Expected Harm: Rethinking Safety Evaluation of (Mis)Aligned LLMs

TL;DR

This paper introduces Expected Harm, a new safety evaluation metric for LLMs that considers both severity and execution likelihood of malicious queries, revealing systematic vulnerabilities and miscalibrations in current models.

Contribution

It proposes the Expected Harm metric, analyzes model vulnerabilities related to risk calibration, and uncovers the lack of internal representation of execution cost in LLMs.

Findings

Models show inverse risk calibration, refusing low-likelihood threats but vulnerable to high-likelihood ones.

Exploiting calibration issues can double jailbreak success rates.

Models encode severity but lack internal understanding of execution cost.

Abstract

Current evaluations of LLM safety predominantly rely on severity-based taxonomies to assess the harmfulness of malicious queries.
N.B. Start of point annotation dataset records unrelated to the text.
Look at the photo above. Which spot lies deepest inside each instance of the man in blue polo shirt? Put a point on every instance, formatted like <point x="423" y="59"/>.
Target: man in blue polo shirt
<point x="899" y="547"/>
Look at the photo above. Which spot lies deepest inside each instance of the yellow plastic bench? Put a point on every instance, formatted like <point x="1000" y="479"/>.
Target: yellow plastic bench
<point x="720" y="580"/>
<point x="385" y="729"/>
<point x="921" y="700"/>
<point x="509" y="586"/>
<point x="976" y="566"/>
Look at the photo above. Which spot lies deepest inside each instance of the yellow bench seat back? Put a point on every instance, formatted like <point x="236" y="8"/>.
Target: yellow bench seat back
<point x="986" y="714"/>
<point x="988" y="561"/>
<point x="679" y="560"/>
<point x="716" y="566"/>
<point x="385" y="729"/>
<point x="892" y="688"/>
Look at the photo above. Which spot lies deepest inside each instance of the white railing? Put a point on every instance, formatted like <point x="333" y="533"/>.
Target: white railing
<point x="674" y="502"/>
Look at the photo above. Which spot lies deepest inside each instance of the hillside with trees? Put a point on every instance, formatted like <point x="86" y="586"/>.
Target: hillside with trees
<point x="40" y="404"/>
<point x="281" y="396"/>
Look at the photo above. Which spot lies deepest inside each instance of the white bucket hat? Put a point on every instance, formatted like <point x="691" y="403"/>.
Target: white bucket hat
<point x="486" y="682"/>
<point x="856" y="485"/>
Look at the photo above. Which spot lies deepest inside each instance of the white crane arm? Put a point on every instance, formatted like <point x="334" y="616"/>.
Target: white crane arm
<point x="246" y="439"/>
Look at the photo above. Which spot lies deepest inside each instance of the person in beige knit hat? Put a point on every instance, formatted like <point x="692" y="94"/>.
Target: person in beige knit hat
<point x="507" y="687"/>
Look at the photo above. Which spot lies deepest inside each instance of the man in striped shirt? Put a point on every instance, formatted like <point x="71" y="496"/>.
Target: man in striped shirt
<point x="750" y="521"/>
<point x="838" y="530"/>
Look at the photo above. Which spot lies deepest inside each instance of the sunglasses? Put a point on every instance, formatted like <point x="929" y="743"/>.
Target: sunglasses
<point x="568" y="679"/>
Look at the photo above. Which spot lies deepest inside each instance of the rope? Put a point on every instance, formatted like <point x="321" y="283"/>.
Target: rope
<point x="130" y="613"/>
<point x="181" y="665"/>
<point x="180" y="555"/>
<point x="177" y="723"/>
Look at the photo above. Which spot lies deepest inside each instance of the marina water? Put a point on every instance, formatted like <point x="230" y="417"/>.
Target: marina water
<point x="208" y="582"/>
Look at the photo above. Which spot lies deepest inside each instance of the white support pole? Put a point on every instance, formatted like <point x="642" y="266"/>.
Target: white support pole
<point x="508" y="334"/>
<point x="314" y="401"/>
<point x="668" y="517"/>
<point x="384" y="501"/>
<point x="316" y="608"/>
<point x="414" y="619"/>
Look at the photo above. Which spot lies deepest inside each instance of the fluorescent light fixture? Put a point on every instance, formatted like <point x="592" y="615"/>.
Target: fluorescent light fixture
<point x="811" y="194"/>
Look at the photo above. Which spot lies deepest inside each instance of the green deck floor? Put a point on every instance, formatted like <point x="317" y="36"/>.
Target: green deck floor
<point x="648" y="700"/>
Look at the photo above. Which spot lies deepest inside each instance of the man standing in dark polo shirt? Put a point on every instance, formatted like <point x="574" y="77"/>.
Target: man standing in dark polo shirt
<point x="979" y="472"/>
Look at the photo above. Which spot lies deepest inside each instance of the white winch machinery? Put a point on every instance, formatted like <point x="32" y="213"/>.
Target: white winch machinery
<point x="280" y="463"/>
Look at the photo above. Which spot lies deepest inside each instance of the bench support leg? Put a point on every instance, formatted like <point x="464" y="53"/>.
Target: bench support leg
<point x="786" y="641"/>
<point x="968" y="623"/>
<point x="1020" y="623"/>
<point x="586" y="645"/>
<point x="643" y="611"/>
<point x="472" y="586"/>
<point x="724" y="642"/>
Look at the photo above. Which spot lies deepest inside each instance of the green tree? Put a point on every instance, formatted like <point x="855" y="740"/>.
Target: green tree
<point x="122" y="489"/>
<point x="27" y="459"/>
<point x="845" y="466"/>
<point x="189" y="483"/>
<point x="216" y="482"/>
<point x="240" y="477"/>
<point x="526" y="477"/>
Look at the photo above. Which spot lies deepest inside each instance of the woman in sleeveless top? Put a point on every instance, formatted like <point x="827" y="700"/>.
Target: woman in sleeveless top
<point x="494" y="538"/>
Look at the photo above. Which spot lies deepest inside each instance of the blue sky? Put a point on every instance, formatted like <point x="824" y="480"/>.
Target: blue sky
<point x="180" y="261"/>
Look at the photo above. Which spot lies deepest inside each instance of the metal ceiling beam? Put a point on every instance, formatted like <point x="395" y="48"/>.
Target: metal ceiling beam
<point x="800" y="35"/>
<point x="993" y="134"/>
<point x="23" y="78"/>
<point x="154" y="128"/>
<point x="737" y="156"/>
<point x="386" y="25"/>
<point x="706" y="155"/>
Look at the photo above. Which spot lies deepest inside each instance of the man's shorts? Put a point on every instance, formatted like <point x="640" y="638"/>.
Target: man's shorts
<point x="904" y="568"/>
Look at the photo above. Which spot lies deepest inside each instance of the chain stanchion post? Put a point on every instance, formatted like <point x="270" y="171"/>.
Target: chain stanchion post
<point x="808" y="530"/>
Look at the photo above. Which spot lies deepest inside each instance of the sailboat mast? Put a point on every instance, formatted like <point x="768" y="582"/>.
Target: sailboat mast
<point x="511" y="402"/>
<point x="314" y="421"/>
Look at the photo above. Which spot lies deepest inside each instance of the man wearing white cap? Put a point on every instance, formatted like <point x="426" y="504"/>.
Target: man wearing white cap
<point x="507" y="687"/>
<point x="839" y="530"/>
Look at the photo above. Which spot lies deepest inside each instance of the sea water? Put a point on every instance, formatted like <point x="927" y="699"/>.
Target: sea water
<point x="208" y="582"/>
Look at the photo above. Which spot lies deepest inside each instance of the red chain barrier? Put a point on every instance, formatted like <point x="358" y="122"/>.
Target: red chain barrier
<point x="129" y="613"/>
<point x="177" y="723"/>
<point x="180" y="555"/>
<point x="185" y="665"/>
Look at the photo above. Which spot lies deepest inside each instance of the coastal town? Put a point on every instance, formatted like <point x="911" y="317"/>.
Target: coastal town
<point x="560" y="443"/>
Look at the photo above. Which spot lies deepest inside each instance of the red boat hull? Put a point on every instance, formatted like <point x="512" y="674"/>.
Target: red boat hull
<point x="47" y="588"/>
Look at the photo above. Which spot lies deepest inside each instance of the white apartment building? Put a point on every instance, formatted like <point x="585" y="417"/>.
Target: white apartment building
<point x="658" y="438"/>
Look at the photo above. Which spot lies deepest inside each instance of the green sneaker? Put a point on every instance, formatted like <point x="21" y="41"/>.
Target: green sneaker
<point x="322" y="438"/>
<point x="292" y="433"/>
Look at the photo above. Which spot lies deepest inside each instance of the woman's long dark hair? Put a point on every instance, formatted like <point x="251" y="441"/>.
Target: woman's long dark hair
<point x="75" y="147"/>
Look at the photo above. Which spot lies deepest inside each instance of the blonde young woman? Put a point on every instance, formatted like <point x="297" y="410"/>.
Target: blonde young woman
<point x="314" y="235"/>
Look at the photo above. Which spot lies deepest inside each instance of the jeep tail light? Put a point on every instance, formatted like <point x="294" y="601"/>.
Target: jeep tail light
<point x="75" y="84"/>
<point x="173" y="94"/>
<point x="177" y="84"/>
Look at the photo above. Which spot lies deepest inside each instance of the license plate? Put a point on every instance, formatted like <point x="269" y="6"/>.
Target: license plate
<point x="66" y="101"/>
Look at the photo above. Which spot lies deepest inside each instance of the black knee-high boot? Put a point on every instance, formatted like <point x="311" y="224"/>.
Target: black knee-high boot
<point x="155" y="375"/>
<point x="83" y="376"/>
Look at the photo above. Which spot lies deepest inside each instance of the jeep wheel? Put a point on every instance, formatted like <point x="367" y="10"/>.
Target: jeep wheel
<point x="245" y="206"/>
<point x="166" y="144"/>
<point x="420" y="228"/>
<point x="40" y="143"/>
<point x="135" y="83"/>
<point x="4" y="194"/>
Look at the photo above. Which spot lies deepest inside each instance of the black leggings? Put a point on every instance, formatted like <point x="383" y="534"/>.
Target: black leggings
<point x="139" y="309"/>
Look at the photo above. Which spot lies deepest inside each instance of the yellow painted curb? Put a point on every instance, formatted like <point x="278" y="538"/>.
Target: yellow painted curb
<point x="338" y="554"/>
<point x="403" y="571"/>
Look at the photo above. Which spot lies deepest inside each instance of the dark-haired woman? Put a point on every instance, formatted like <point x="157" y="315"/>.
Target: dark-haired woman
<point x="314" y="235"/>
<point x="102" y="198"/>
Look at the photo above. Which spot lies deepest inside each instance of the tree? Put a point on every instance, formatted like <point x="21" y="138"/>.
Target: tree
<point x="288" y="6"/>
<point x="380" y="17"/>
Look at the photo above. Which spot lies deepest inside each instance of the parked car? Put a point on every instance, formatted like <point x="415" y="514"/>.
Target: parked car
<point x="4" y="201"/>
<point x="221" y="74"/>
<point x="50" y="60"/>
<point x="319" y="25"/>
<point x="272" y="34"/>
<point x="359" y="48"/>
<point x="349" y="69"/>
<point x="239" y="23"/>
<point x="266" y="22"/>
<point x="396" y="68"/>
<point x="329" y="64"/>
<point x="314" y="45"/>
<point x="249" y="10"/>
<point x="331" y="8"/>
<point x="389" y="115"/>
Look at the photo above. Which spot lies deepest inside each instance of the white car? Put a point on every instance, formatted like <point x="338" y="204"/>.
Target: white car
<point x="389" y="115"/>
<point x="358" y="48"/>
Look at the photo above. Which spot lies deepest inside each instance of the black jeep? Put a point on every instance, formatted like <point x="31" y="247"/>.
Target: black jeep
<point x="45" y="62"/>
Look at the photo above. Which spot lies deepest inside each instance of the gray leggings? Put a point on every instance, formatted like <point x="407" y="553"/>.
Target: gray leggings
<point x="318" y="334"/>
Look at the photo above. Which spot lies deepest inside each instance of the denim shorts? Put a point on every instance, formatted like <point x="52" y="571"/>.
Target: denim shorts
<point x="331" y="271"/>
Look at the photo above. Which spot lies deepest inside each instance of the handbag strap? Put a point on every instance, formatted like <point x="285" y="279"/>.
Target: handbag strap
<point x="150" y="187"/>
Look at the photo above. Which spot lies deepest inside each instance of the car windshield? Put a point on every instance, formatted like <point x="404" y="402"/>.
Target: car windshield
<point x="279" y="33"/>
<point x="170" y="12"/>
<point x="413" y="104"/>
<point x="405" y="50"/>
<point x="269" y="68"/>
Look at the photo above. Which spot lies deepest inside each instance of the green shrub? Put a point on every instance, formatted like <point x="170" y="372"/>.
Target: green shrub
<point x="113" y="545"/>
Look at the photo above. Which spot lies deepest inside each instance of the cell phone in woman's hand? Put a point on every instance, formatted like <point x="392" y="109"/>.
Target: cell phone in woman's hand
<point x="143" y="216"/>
We argue that this formulation requires re-examination as it assumes uniform risk across all malicious queries, neglecting Execution Likelihood--the conditional probability of a threat being realized given the model's response. In this work, we introduce Expected Harm, a metric that weights the severity of a jailbreak by its execution likelihood, modeled as a function of execution cost. Through empirical analysis of state-of-the-art models, we reveal a systematic Inverse Risk Calibration: models disproportionately exhibit stronger refusal behaviors for low-likelihood (high-cost) threats while remaining vulnerable to high-likelihood (low-cost) queries. We demonstrate that this miscalibration creates a structural vulnerability: by exploiting this property, we increase the attack success rate of existing jailbreaks by up to $2\times$. Finally, we trace the root cause of this failure using linear probing, which reveals that while models encode severity in their latent space to drive refusal decisions, they possess no distinguishable internal representation of execution cost, making them "blind" to this critical dimension of risk.